The original Excelsior class was a physical filming model designed by Bill George and built at Industrial Light and Magic for Star Trek III: The Search for Spock. The model also appeared in the next film The Voyage Home and was relabeled for use in the first two seasons of The Next Generation. The model was refurbished for its appearance in Star Trek VI: The Undiscovered Country. The model was again refurbished with entirely new arrangements and details to represent a refit modification, the Enterprise-B in Generations.
The refit modifications were designed by John Eaves under the supervision of production designer Herman Zimmerman. Since the original model was no longer in its original configuration, a new one was built by Greg Jein when the Excelsior appeared in the Voyager episode “Flashback,” if at a smaller scale. This model continued to be reused until a CGI Excelsior was built for later seasons of Deep Space Nine and Voyager. Despite its age, the Excelsior has become one of Starfleet’s most frequently seen “guest star” vessels.
Although the Enterprise-B had already been established as an Excelsior class starship, the producers of Star Trek: Generations felt the Excelsior had been seen too many times in previous films. They wanted a brand new design.
This presented a challenge to the movie’s art staff. How to maintain continuity while giving the audience a “new” ship? John Eaves explained in Star Trek: The Next Generation Sketchbook, The Movies (1998), “The Excelsior has always been my favorite of all the starships. Bill George’s design conveyed power, elegance and beauty, so when the task fell to me to modify the ship, I was both thrilled and concerned.
Fortunately, Mike Okuda came over to the feature art department to discuss changes that would significantly alter the ship’s appearance while keeping her original lines. [...] his focus and direction for the modifications were extremely helpful. So together, we set to work on the details.
First, I took an ILM photo that showed the Excelsior in Spacedock, did a rendering, and started putting add-ons on the ship. [...] Mike [Okuda] pointed out that we needed to design an area that protruded from the ship, so that the energy ribbon could whip out a section while leaving most of the ship intact. So we built a section of decks extended out from the main body, which tapers gently on the bottom and flares out dramatically on the top. We also did a detail sketch of the area round the deflector disk, designating one area as the reactor room.

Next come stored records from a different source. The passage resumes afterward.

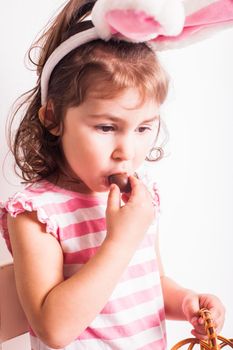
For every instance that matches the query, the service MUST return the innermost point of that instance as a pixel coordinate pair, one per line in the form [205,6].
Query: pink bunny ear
[166,23]
[205,19]
[138,20]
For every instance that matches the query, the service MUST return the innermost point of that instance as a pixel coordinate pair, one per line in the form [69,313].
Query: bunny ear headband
[165,24]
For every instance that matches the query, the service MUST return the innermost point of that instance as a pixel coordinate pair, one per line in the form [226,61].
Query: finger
[114,198]
[125,197]
[191,308]
[199,335]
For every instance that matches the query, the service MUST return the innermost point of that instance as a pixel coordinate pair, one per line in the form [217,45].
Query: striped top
[134,316]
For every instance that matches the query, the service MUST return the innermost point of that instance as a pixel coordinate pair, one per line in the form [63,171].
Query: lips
[121,180]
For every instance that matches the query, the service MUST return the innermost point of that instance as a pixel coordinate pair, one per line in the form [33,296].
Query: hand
[194,302]
[128,224]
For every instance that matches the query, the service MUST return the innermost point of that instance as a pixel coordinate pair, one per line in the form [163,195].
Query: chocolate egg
[121,180]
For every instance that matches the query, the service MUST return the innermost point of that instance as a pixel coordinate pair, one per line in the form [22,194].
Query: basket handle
[211,343]
[209,328]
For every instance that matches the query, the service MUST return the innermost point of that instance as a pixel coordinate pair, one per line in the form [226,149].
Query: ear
[46,116]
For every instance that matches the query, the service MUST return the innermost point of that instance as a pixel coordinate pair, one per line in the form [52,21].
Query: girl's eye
[143,129]
[105,128]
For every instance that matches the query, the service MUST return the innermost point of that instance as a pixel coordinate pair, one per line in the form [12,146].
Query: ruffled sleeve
[18,204]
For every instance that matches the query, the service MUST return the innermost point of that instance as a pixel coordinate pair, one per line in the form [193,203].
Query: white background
[196,177]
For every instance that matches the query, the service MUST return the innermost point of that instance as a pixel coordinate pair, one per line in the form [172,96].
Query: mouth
[121,180]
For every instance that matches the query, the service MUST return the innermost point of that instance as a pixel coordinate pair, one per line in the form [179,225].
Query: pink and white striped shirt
[134,316]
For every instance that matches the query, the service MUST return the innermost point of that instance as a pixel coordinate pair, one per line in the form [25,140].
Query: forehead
[128,99]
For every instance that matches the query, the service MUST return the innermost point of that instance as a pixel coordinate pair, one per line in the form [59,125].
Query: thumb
[191,307]
[114,199]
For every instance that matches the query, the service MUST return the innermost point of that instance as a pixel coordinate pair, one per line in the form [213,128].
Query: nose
[124,148]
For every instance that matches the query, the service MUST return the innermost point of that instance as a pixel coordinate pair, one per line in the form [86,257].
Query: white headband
[166,24]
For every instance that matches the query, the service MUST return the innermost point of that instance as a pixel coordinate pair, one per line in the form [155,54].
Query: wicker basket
[214,342]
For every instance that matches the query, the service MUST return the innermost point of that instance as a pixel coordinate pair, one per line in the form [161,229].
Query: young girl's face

The added girth increased the overall size of the vessel, while still retaining the original Excelsior design. We made a few other design changes, such as taking two fins off the top of the saucer, and putting in two major impulse engines, one on either side of the existing impulse engines (we figured these stronger engines would be needed when the saucer detached). As for the nacelles, we added a cap to them, plus a dorsal fin on top and a running fin on the outer edge.